DeapSECURE module 2: Dealing with Big Data

The Big Data lesson module introduces an efficient way of handling, processing, and analyzing large amounts of data using pandas, matplotlib and seaborn. pandas is the de facto data analysis and manipulation tool for Python programming language. Matplotlib and Seaborn are visualization packages for data analysis in Python. The data handling skills introduced in this lesson form the foundation for the subsequent two lessons on machine learning and neural networks.

Prerequisites

  • Learners should have acquired basic skills in Python programming in order to learn this lesson effectively. Learners that are new to Python are encouraged to take a brief tutorial on Python, such as the Plotting and Programming in Python lesson by Software Carpentry. The DeapSECURE project also maintains a list of Python crash courses.

  • This lesson module requires Python, Pandas, Matplotlib and Seaborn.
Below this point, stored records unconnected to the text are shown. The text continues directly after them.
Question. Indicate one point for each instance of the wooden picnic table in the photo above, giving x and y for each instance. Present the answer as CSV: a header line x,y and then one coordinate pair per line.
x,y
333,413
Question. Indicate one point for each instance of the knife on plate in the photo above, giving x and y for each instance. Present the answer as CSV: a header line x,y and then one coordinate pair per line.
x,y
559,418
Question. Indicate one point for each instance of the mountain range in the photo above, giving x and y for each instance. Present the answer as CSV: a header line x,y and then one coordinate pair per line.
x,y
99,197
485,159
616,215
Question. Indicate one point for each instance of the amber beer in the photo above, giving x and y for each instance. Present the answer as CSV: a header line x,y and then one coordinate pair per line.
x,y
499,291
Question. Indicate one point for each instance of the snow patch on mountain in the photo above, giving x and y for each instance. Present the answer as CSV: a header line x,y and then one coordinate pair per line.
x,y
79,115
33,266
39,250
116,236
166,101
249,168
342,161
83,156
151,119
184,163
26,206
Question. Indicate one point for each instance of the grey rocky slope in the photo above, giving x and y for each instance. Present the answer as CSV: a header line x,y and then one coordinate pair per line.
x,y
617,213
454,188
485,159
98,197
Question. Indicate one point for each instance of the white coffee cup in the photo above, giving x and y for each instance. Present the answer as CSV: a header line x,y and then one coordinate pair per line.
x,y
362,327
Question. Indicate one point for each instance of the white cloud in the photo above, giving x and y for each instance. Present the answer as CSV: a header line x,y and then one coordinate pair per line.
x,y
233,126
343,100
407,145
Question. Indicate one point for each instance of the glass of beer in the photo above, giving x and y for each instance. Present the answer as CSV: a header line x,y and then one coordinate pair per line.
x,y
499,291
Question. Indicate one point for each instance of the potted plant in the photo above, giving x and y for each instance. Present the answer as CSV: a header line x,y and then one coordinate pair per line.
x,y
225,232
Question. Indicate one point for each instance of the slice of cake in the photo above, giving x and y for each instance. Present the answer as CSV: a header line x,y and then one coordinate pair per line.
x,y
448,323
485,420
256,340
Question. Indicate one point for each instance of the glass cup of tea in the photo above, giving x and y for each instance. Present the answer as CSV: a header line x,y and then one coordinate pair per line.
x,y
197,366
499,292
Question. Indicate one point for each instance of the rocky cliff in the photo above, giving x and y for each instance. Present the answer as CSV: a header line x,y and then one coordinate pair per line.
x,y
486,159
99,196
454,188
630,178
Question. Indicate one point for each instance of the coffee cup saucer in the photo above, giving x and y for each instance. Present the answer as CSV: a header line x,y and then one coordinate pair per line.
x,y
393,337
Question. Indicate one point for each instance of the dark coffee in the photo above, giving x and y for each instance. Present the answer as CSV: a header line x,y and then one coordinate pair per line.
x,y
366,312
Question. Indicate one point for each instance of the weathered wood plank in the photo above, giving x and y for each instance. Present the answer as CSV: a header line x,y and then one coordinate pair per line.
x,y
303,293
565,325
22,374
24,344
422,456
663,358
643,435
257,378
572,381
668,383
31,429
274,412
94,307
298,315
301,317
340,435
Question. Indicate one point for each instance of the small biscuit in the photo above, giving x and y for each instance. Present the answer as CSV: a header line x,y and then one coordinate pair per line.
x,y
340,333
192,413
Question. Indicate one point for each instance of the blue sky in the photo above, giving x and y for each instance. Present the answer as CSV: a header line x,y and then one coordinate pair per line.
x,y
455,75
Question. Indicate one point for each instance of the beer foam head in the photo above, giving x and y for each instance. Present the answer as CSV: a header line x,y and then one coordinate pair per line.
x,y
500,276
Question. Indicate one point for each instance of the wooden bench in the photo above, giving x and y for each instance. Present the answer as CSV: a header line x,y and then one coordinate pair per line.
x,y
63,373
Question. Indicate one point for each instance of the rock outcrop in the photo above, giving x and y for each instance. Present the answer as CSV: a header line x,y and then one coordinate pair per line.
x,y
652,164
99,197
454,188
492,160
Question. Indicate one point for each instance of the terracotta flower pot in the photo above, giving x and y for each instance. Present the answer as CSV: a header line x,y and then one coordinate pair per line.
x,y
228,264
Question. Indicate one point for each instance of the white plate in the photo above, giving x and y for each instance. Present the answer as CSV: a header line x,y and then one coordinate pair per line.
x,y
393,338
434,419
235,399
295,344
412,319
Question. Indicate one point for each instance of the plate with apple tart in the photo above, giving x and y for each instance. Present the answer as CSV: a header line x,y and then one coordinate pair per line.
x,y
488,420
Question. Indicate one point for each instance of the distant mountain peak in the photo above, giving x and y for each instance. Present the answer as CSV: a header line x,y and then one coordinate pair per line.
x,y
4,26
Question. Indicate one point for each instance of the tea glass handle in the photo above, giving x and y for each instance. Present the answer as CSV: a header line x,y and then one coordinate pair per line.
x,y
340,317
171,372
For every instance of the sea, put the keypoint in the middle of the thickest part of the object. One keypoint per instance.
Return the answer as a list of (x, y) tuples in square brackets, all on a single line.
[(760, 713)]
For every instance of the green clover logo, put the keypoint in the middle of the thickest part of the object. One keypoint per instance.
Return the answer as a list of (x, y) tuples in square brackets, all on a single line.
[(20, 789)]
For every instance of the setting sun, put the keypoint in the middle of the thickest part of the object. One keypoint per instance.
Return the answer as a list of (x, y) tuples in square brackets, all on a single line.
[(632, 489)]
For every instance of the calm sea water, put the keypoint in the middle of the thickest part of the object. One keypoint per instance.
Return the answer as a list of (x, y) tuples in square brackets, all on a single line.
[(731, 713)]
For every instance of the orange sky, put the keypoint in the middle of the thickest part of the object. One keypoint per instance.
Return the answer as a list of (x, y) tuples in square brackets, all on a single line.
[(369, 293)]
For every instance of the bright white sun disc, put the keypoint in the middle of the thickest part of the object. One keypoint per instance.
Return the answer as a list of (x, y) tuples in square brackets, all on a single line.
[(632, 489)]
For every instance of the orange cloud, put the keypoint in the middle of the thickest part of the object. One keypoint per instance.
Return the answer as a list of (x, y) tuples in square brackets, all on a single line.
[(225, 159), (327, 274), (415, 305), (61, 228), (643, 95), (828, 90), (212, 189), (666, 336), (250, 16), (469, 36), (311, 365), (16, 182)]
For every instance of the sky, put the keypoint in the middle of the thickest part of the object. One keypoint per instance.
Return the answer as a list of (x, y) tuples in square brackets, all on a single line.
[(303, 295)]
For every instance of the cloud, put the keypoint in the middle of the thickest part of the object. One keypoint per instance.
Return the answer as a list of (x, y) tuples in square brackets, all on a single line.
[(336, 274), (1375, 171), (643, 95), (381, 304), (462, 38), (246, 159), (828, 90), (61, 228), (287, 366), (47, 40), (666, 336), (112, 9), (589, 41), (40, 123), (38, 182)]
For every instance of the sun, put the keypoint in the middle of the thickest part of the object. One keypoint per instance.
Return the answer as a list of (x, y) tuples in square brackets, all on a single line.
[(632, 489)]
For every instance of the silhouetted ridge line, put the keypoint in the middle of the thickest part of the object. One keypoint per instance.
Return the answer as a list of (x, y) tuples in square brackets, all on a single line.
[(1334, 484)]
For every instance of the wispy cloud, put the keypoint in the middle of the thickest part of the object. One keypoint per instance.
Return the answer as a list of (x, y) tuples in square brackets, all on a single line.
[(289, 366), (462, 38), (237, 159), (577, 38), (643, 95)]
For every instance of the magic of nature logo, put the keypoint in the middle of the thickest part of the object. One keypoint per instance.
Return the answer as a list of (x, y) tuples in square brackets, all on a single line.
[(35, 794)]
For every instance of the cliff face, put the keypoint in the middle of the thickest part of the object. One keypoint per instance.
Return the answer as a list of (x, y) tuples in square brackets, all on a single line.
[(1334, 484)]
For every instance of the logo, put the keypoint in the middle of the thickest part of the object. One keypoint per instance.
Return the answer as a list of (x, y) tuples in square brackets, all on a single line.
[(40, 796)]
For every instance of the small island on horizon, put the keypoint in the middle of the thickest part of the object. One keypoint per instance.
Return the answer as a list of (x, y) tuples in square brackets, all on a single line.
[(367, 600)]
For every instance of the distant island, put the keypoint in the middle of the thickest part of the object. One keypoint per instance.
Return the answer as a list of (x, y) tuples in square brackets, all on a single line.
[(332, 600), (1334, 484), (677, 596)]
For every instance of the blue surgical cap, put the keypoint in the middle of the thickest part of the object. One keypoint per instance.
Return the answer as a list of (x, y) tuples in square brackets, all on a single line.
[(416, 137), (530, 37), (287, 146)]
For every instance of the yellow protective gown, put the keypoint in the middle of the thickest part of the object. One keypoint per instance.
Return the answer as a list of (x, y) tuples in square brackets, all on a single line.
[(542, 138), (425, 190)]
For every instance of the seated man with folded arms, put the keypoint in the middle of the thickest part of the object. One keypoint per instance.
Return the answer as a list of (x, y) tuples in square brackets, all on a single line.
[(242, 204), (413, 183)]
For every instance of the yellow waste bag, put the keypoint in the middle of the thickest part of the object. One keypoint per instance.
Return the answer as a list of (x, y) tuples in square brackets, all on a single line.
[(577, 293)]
For optimal teaching and learning experience, please use Jupyter Notebook or JupyterLab.

Schedule

Setup Download files required for the lesson
00:00 1. Introduction to Big Data Analytics and Pandas What is big data?
What is big data analytics?
What are the uses of big data analytics in cybersecurity?
What is Pandas?
What are the appropriate use cases of Pandas?
00:00 2. Big Data Challenge: Detecting Malicious Activities on Smartphones What are the security challenges related to smartphones?
What are the goals of big data analytics in cybersecurity?
What is the Sherlock dataset?
What are the potential uses of the Sherlock dataset?
00:10 3. Fundamental of Pandas What are Series and DataFrame in Pandas?
How to create a Series object?
How to create a DataFrame object?
How to retrieve and modify data in a Series or DataFrame object?
00:55 4. Analytics of Sherlock Data with Pandas What are the basic data manipulation operations (building blocks) in pandas?
What insights can we obtain by common combinations of these building blocks?
01:45 5. Data Wrangling and Visualization How do I check data distribution and find inner relationships between different features?
How do I analyze features by using visualization tools?
02:15 6. Outro: Big Data Analytics in Real-World Applications How does big data processing look in the real world?
What other tools and frameworks are available for big data processing?
02:20 Finish

The actual schedule may vary slightly depending on the topics and exercises chosen by the instructor.